My wife and I love the outdoors – we’re blessed to be in the Bay Area, which has a lot of open space. There's a reservoir near our house, so we like to go on long walks there with the kids. It’s really refreshing to just get out of the house, especially during this new work-from-home situation.
There are also a couple of social causes that I’ve been involved with for the last few years. I’m a board member of Junior Achievement USA, an organization that takes professionals from across finance to local schools in order to teach children the basics of financial literacy, entrepreneurship, and other important teachings that are left out of most school curricula.
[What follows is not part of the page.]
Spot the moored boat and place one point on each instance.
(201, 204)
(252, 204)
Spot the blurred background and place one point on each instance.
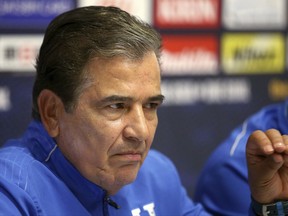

I recruited a team at Bond in our early days to volunteer and spend time with the students there.
For me, giving back to organizations like Junior Achievement is really important. It all goes back to creating access and also ties in with why we founded Bond. I think everyone needs access. Educational access creates financial access, which opens up all sorts of opportunities – and access to opportunities is what enables people to do their best in life.